Très bel hommage de monsieur Florac à ce grand monsieur qui était capable d’interésser les incultes à une emission litteraire . Je me rappelle ses deux beaux génériques que vous citez ;le piano du concerto de rachmaninov et le saxo de sonny rollins. Un Français moyen qui ne revendiquait rien, mais démontrait tout son attachement à ses racines . Je l’ai entendu, à ce propos, dire dans une emission, qu’il aurait voulu être réincarné en cep de vigne de la Romané Conti . Il nous faisait découvrir des écrivains « terriens » comme on disaitt , très attachés à leurs terroir , tel Henri Vincenot le garde chasse bourguignon de la « billebaude » avec lequel il entretenait une véritable amitité . Ainsi que d’Ormesson mais avec lui c’était plutôt « je t’aime , moi non plus » ! Jamais Vincenot qui parlait volontier de ses racines gauloises et Bourguignonnes ,n’aurait pu être invité par un Ruquier, par exemple, lui c’était plutôt les écrivains de la jet set ,du genre de Christine Angot . Pivot a vulgarisé les émissions litteraires et aujourd’hui on promotionne la vulgarité . C’est le progrès parait -il ? Ou la décadence ?
C’est le progrès technique exacerbé qui engendre pour beaucoup la décadence, il suffit d’observer notre société depuis un demi-siècle. La robotisation n’est pas que matérielle, hélas, elle affecte aussi de plus en plus les esprits. Ceux qui ont connu le bonheur des années Pivot savent qu’il est révolu, inéluctablement. J’envie ceux qui espèrent un miracle!
En ce temps là nous nous cultivions en regardant la télé. Aujourd’hui nous nous aculturons en la regardant et nous devenons des zombis
On peut cependant regretter certaine complaisance avec des auteurs sentant le souffre tel Gabriel Matzneff. Ce soir là, Mr Pivot a laissé bien seule Denise Bonbardier face au prédateur.
Je trouve votre « on peut cependant » très complaisant lui aussi.
C’est de nouveau une partie de Ma France qui s’en va.
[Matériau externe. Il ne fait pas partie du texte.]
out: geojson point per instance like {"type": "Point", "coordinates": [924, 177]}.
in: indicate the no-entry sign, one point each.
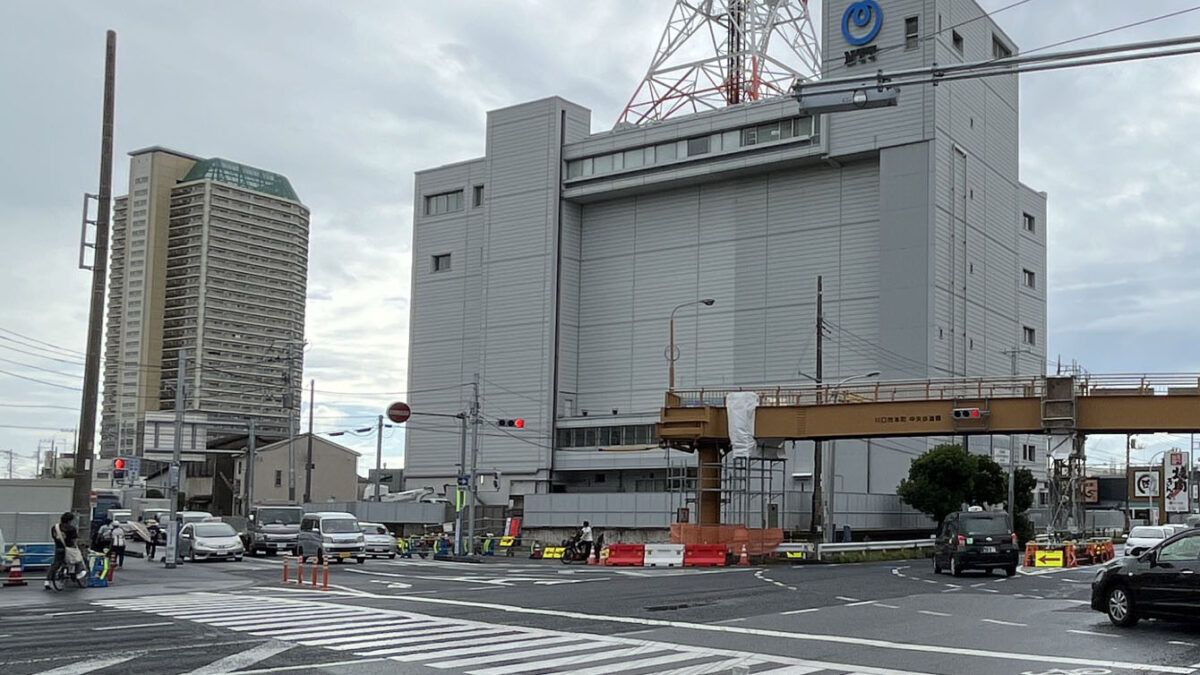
{"type": "Point", "coordinates": [399, 412]}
Il ne restera bientôt plus grand chose du mone dans lequel j’ai vécu. Compte tenu de mon âge, je disparaitrai avant l’ultime reddition à un nouveau monde et à de nouveaux peuples
Et sans regret…ajouterai-je….
Certes, commentaires élogieux à un homme cultivé.
Mais personne pour rappeler les entretiens avec MM Matzneff et Cohn-Bendit ?
Nul n’est tout à fait, ni blanc, ni noir !
B. Pivot disparait alors que la lecture s’effondre et que le charabia s’étale . Triste époque .
C’est une partie de Ma France qui s’en va de nouveau. Bientôt il ne restera plus rien pour représenter la culture, l’art et les valeurs occidentales. Je disparaitrai moi-même compte tenu de mon âge certainement avant cette reddition. Seule et triste consolation
Si Frédéric Taddeï est encore là mais à la Radio sur Europe 1, et peut-être sur Cnews aussi, si je ne me trompe.
Une chose certaine, Bernard Pivot n’a jamais laissé paraître ses opinions politiques. Parlons aujourd’hui des émissions dites culturelles sur Radio France ou France TV, un gouffre nous sépare. Bernard Pivot savait faire aimer la langue française aux gens, aujourd’hui ils veulent tous nous faire aimer une langue hybride, l’écriture inclusive, avec tous les anglicismes qui vont avec. Surtout que son décès intervenait à la suite de l’annonce de la disparition de Des chiffres et des Lettres. Plus que jamais l’avenir du français se dresse en pointillés. Heureusement, la nouvelle saison de Drag Race arrive bientôt sur l’audiovisuel public.